Highlights & Insights¶
- Physics-guided design philosophy — leveraging rigid-body geometric invariance as a prior rather than purely data-driven alignment, yielding +7.9% mAP in the hardest SAR→Optical scenario.
- The combination of gradient energy and Instance Normalization to construct scale-invariant structural descriptors is elegant and generalizable to other cross-modal matching tasks.
- The parameter-free additive fusion design is concise and effective, avoiding the computational overhead and artifact issues associated with generative methods.
Limitations & Future Work¶
- Validation is limited to the single HOSS-ReID dataset with only 1,063 training images, which is a relatively small scale.
- The method assumes near-vertical observation — 3D SAR distortions (layover/foreshortening) at extreme incidence angles are not addressed.
- In very low-resolution SAR imagery, structural contours may be entirely overwhelmed by speckle.
- Multi-scale structural extraction is not explored; only a single layer (Block 6) is used.
Related Work & Insights¶
- TransOSS (ICCV 2025): ViT-based optical-SAR baseline, 57.4% mAP → Ours 60.9%; lacks explicit physical constraints.
- HOPC (classical remote sensing): Handcrafted local geometric descriptors operating at the pixel level; this work elevates the concept to the intermediate latent space.

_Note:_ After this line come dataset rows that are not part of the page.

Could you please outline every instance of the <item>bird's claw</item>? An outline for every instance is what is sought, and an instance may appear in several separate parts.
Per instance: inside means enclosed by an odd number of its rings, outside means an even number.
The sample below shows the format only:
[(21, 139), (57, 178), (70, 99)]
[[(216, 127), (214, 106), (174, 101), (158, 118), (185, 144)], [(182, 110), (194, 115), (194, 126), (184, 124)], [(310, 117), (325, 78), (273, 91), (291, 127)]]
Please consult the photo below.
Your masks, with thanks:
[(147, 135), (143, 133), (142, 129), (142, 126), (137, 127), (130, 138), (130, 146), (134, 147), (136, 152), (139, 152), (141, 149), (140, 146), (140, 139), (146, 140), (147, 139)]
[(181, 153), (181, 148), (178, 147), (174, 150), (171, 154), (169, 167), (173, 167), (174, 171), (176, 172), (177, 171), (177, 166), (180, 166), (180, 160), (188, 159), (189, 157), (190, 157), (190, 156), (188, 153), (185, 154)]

- Hi-CMD (VI-ReID): Discards modality-specific features; this paper demonstrates that modality-specific information should be retained as residual corrections for rigid-body targets.
Rating¶
- ⭐⭐⭐⭐ Novelty: Physics-guided gradient energy structural features combined with disentangled residual fusion; theoretical motivation is well-grounded.
- ⭐⭐⭐⭐ Experimental Thoroughness: Three-protocol evaluation with three-dimensional ablation (modules / fusion strategies / extraction layers) and comprehensive baselines.
- ⭐⭐⭐⭐ Writing Quality: The correspondence between physical motivation and method design is explicit, with a complete logical chain.
- ⭐⭐⭐⭐ Value: Practically valuable for cross-modal remote sensing retrieval; the gradient energy concept is transferable to other tasks.